Tout au bout du cimetière Okuno-in se trouve la fameuse Salle des Lanternes, le Tôrô-dô, avec ses centaines de lampes dont deux brûleraient depuis plus de 900 ans. Là encore, je ne peux m'empêcher d'être déçue: les alignements de lampes fonctionnent en fait à l'électricité. Bien que je conçoive que cela limite les risques d'incendie (et l'entretien!), j'y trouve tout d'un coup moins de charme. Nous ne localisons pas les fameuses lampes quasi-millénaires, ce qui me laisse l'espoir qu'elles brûlent d'une véritable flamme, elles.

Derrière le bâtiment de la Salle des Lanternes, un bonze souriant allume de l'encens devant un autel. Il s'agit sans doute du mausolée de Kûkai, le fondateur de l'école Shingon.
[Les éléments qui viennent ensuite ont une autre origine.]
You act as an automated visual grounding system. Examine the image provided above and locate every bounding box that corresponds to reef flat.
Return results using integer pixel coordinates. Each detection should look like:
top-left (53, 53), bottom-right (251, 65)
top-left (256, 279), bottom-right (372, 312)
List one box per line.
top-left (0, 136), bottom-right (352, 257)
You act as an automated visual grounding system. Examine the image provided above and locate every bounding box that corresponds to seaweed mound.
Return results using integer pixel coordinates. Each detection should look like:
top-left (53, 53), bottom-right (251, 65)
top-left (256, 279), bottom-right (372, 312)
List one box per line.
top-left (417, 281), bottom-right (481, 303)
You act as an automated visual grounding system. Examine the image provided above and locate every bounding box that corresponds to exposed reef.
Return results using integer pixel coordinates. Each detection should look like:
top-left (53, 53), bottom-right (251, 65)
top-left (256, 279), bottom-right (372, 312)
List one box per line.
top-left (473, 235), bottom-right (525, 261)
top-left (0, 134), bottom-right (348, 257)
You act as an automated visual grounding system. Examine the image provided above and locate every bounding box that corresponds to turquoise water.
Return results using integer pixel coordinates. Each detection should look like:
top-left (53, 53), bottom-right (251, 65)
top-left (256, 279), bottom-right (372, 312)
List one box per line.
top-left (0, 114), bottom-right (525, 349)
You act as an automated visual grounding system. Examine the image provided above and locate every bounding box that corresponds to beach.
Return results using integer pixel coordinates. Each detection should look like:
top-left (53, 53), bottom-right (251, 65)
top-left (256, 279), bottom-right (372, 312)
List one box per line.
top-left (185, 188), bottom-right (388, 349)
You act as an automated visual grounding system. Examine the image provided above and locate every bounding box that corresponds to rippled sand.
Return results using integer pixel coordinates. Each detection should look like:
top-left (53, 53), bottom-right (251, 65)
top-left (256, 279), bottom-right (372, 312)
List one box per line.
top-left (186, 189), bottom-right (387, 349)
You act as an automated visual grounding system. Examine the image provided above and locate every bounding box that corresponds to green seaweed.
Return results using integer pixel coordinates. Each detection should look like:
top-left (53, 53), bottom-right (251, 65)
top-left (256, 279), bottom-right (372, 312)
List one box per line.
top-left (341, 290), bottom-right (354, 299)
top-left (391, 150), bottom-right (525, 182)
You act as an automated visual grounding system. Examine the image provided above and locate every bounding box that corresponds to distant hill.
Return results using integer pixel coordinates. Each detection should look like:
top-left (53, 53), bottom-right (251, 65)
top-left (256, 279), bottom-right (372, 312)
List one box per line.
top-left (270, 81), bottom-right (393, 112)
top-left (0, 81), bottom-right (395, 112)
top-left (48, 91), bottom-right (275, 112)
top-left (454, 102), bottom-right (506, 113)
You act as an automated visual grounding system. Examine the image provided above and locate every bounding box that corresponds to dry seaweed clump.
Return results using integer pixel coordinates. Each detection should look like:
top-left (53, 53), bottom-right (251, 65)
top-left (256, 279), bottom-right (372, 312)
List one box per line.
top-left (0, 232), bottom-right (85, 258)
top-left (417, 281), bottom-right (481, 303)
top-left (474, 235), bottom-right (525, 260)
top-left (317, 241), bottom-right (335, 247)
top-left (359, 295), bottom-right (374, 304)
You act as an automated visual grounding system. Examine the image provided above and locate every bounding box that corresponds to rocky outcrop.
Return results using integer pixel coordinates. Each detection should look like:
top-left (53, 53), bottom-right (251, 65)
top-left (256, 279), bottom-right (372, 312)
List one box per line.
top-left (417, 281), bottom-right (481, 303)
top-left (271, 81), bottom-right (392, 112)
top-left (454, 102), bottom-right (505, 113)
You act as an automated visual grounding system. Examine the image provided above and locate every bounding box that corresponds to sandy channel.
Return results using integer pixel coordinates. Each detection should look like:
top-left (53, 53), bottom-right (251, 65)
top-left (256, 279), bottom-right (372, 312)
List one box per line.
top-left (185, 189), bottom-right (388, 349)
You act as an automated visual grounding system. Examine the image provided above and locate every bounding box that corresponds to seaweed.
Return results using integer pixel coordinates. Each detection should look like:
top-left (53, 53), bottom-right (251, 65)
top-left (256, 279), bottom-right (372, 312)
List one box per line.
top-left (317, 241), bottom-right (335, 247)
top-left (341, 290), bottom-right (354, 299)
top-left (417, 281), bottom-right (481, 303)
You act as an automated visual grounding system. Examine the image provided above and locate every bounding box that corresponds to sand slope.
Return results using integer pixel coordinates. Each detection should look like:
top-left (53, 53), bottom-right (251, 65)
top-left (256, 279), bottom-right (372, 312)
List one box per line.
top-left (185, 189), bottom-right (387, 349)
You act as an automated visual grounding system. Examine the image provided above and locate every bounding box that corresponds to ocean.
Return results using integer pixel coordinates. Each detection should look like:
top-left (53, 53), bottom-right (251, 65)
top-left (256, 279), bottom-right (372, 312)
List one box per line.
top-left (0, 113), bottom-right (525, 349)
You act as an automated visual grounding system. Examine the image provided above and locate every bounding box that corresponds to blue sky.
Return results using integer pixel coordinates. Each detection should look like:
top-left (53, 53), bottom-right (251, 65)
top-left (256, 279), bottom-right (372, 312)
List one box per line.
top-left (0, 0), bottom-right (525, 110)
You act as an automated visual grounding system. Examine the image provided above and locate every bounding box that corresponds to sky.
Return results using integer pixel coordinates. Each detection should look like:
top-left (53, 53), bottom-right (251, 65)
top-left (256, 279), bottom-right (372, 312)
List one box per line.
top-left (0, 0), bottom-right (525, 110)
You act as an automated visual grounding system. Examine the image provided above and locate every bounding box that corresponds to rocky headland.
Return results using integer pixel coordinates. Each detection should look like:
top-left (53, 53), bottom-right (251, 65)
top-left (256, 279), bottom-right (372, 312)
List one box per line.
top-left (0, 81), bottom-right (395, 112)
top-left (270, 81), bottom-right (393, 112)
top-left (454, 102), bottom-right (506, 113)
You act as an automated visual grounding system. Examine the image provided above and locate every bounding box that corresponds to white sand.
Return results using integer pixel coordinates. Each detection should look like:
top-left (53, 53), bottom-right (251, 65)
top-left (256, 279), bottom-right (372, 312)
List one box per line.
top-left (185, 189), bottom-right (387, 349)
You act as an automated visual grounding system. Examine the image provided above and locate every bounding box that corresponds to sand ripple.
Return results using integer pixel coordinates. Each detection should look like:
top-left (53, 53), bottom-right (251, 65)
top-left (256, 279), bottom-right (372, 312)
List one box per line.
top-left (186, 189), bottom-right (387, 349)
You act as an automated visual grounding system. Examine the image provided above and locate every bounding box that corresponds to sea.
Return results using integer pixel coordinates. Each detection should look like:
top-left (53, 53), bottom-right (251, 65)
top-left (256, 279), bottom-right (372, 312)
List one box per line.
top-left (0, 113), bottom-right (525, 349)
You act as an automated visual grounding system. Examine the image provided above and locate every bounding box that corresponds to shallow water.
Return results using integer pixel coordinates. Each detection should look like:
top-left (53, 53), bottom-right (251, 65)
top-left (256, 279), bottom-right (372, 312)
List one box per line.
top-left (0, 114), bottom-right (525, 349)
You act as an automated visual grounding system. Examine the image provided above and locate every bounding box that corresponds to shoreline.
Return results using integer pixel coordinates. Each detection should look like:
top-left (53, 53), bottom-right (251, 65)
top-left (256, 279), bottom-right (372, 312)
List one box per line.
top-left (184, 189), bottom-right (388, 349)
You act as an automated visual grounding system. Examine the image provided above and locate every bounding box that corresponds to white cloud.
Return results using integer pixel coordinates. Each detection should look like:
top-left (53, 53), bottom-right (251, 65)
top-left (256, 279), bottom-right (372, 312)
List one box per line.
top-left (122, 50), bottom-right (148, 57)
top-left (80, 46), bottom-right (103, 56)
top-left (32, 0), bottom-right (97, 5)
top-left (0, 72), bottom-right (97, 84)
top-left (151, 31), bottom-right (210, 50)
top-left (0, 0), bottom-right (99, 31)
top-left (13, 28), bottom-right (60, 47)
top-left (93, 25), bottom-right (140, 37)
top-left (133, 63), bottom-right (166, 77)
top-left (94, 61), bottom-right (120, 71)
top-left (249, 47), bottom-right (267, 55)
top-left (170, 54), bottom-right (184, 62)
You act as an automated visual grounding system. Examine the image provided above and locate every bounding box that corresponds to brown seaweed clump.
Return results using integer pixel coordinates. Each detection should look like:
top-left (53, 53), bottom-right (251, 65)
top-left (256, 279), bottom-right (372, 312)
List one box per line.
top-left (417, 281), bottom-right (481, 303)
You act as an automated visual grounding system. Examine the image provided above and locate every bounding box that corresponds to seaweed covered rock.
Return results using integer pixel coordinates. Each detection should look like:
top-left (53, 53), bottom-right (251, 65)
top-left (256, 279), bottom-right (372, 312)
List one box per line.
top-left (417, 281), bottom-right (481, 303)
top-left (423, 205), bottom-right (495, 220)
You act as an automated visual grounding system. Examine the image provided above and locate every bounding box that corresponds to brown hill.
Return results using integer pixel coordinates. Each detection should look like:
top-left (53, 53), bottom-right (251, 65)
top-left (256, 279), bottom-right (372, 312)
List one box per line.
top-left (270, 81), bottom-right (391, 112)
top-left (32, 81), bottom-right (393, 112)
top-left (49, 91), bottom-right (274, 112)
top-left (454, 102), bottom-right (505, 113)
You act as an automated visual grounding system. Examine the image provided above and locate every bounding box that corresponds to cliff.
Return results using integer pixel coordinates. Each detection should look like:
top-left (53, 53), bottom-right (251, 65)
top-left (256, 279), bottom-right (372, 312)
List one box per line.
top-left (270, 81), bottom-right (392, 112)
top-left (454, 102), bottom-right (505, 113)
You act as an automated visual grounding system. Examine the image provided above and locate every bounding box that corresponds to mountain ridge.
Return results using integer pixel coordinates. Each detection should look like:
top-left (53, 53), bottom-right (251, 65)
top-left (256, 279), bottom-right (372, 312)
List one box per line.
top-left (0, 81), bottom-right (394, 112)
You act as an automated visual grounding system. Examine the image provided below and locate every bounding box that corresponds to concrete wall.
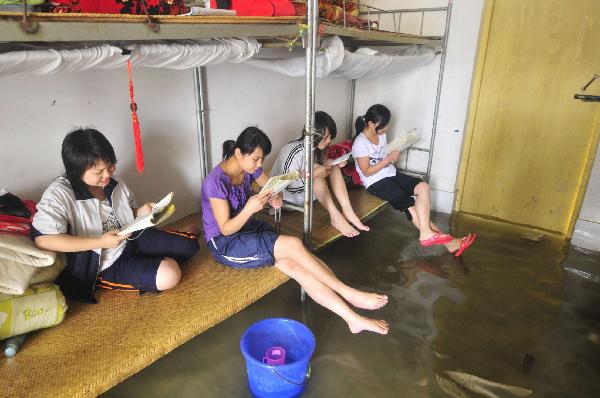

Une vieille Japonaise jette de l'argent dans une boîte prévue à cet effet, fait une prière puis s'en va. On n'est jamais mieux servi que par soi-même: accordons-nous ce que les bonzes du Shojoshin-in nous ont refusé ce matin! Je me remémore les gestes appris dans mon enfance. A notre tour, nous jetons quelques pièces dans la boîte. Devant l'autel je joins les deux mains en prière. Du coin de l'oeil, je vois Pierre faire de même et cela m'attendrit. Je suis contente qu'il fasse ce pas vers ma culture d'origine. Il priera pour ses parents, et moi pour mes grands-parents et arrières grands-parents, dont mes propres parents m'ont raconté récemment la passionnante histoire. Suis-je croyante? Peut-être... Si les morts ont une âme et qu'ils entendent nos prières, alors ils recevront celles-ci. Si tout cela n'est pas, alors nous mettons tout simplement nos pensées en ordre par rapport à notre famille, et c'est bien aussi. La vie, les choses, ont le sens qu'on veut bien leur donner.